Adaptive Smoothing Algorithms for Nonsmooth Composite Convex Minimization
This work addresses optimization challenges in machine learning and engineering by offering an incremental improvement in adaptive parameter tuning for nonsmooth problems.
The authors tackled the problem of nonsmooth composite convex minimization by proposing an adaptive smoothing algorithm that achieves an O(1/ε) worst-case iteration complexity while maintaining the same per-iteration complexity as Nesterov's method, with numerical examples provided for validation.
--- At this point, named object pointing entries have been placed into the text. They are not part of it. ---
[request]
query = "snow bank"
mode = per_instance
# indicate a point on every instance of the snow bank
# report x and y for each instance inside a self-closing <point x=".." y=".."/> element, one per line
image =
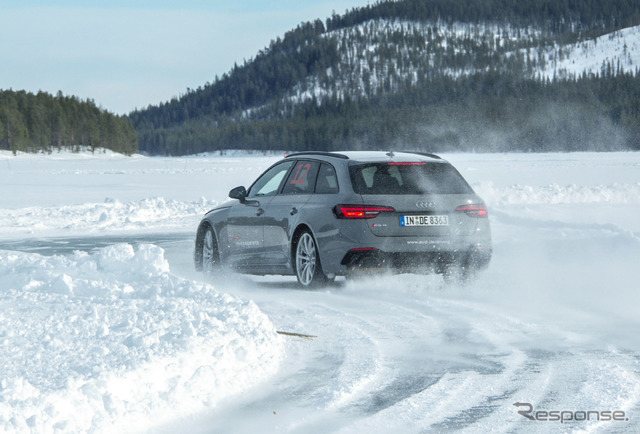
<point x="157" y="214"/>
<point x="112" y="341"/>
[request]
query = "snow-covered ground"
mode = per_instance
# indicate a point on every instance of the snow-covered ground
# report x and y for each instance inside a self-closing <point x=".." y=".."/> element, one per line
<point x="105" y="327"/>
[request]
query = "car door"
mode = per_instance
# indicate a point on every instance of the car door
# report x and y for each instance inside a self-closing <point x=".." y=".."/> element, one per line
<point x="245" y="227"/>
<point x="283" y="211"/>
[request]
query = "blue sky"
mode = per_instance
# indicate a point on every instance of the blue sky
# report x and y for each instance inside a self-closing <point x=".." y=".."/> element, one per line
<point x="128" y="54"/>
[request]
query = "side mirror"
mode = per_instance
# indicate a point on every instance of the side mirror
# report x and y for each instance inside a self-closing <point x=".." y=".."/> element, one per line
<point x="238" y="193"/>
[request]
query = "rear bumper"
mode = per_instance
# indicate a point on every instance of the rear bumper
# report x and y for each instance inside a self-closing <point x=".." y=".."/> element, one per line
<point x="421" y="262"/>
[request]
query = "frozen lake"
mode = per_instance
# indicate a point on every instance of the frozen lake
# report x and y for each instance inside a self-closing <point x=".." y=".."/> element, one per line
<point x="101" y="311"/>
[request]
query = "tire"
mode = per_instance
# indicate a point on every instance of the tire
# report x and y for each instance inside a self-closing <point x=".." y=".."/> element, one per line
<point x="210" y="253"/>
<point x="307" y="261"/>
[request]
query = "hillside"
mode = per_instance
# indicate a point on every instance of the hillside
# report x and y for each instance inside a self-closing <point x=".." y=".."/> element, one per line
<point x="496" y="75"/>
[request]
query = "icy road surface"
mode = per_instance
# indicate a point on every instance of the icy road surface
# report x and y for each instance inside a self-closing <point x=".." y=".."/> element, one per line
<point x="553" y="325"/>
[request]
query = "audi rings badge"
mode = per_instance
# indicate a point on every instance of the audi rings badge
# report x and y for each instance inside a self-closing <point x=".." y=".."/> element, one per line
<point x="425" y="204"/>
We propose an adaptive smoothing algorithm based on Nesterov's smoothing technique in \cite{Nesterov2005c} for solving "fully" nonsmooth composite convex optimization problems. Our method combines both Nesterov's accelerated proximal gradient scheme and a new homotopy strategy for smoothness parameter. By an appropriate choice of smoothing functions, we develop a new algorithm that has the $\mathcal{O}\left(\frac{1}{\varepsilon}\right)$-worst-case iteration-complexity while preserves the same complexity-per-iteration as in Nesterov's method and allows one to automatically update the smoothness parameter at each iteration. Then, we customize our algorithm to solve four special cases that cover various applications. We also specify our algorithm to solve constrained convex optimization problems and show its convergence guarantee on a primal sequence of iterates. We demonstrate our algorithm through three numerical examples and compare it with other related algorithms.